One of the first things we had to do when we reached Hoi An late in the afternoon was visit a tailor.  Hoi An is noted for its quality clothing at good prices and if we were to buy anything, it would need to be ordered upon arrival so that it could be made up and delivered before we left the city.  My companions left the shop disappointed with the range of products on sale soon after, which took a bit of pressure off the credit card bill.

The next item on the shopping agenda was jewellery, and once again we had been given the address of a jeweller to visit.  We spent a good deal of time and a fair bit of money here before we could move on to explore the historic seaport town.

We walked through the local market.  We had visited several markets at this stage and never tired of the sites and smells and buzz of activity as the locals conducted their commerce and purchased everything from plastic furniture and toys to fresh flowers and home made noodles.

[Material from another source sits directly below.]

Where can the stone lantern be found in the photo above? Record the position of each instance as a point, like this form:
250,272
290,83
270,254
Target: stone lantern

Trieu took us on a guided tour of the Old Quarter, a really historic part of town by the river, where no cars or motor scooters are permitted.  There are great dining places, craft shops, street stalls and entertainments scattered throughout the precinct.  We walked along the busy Bach Dang by the river and visited a Chinese temple and an historic original house.  We crossed a beautiful Japanese bridge built in the 16th century.  By the end of the afternoon we had fallen victim to Hoi An’s special charm.